Protect your eyes from summer sun

Eye's lens doesn't repair itself when damaged by sun's rays

Published: Oct 14 2011 04:15:54 PM EDT   Updated On: Jul 05 2011 09:29:19 AM EDT
sun

(NewsUSA) - As you slather on sunscreen to protect your skin this summer, don't forget to protect your eyes. Unlike other parts of your body, your eye's lens does not repair itself when damaged by the sun's rays -- eventually this can lead to permanent eye damage.

"While intense UV exposure can cause temporary 'sunburn' on the eye's surface, an even graver concern is cumulative, long-term effects," said Richard P. Mills, MD in Seattle, Wash. "UV-A and B rays actually penetrate the cornea and damage the lens and retina, leading to increased risk for cataract and macular degeneration, so protection and getting an eye exam are vitally important."

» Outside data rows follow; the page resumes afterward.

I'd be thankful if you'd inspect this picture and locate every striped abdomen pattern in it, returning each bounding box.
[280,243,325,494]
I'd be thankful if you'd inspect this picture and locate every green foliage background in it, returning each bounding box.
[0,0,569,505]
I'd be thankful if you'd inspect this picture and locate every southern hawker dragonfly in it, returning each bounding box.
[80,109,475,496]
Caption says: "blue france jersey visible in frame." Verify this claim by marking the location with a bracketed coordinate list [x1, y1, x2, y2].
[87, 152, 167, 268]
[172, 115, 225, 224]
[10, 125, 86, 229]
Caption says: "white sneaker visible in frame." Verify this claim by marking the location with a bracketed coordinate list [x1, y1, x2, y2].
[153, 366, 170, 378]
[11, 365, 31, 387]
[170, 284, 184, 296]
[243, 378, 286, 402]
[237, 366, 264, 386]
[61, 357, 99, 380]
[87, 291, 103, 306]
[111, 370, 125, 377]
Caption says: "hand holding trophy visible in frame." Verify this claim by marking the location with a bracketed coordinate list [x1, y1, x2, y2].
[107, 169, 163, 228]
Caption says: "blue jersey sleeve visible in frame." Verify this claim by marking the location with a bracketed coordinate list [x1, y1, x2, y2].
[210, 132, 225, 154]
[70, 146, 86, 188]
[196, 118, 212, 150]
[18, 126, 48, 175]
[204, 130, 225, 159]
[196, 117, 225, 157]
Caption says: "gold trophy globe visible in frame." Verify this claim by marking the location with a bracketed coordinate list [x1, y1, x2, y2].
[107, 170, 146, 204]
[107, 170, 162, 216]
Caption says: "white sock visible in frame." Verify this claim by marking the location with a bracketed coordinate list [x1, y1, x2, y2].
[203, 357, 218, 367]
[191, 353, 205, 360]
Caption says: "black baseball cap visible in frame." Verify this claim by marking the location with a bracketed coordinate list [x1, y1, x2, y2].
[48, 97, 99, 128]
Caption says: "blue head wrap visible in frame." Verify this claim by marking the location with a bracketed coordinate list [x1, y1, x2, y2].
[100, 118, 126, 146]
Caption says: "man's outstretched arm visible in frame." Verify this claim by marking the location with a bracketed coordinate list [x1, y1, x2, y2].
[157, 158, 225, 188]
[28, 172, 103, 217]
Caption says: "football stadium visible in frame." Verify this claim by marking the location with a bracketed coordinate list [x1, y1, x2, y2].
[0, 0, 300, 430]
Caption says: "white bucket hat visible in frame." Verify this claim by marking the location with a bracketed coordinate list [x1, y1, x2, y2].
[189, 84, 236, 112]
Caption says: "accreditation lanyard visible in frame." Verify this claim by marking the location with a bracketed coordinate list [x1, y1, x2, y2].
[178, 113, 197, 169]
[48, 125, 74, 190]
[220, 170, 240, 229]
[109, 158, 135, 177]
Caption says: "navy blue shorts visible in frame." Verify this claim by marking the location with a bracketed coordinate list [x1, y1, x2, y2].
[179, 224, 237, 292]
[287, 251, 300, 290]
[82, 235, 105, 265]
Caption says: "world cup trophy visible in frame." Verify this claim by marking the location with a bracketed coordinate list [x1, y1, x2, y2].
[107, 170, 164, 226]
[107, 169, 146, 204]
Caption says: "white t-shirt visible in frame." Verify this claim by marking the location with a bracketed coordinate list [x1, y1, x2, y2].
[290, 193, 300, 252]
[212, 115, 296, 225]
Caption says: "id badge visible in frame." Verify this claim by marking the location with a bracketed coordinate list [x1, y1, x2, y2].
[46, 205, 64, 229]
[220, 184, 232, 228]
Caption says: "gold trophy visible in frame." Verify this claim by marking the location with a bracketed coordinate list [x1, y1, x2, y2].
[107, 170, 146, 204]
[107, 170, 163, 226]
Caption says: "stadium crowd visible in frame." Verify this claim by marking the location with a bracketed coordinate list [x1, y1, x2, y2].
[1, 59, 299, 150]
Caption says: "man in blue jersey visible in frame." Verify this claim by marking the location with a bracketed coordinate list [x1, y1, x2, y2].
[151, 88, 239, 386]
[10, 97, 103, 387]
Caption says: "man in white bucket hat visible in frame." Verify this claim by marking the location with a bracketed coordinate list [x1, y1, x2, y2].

EyeCare America, a public service program of the Foundation of the American Academy of Ophthalmology, provides eye exams and care at no out-of-pocket cost to people 65 and older. The eye exams are provided by a corps of nearly 7,000 volunteer ophthalmologists across the U.S. and in Puerto Rico. To see if you are eligible to receive a referral for an eye exam and care, visit www.eyecareamerica.org. This online referral center also enables friends and family members to find out instantly if their loved ones are eligible to be matched with one of EyeCare America's volunteer ophthalmologists.

"I'm a low-income senior who needed an eye exam after many years of neglecting myself. Economically embarrassed, I was referred by EyeCare America, and received excellent, fast and courteous service," said, Mr. Hansen, a recent EyeCare America patient. "I worked hard all my life and never dreamed I would be in a position of not being able to afford a simple exam."

To protect your eyes this summer, EyeCare America offers the following advice:

When to wear sunglasses

Sunglasses should be worn anytime you are outdoors, particularly under these circumstances:

* During the summer, when the level of ultraviolet radiation (UVA and UVB) is at least three times higher than during the winter;

* When at the beach or in the water;

* When participating in winter sports, especially at high altitudes;

* When using medications that can cause photosensitivity.

Taking measures to protect your eyes from the sun, as well as getting eye conditions detected early through an eye exam, can help slow or prevent total vision loss from diseases such as macular degeneration and cataracts. But not everyone has insurance or can afford eye exams, so visit eyecareamerica.org to see if you are eligible for an eye exam and care at no out-of-pocket cost.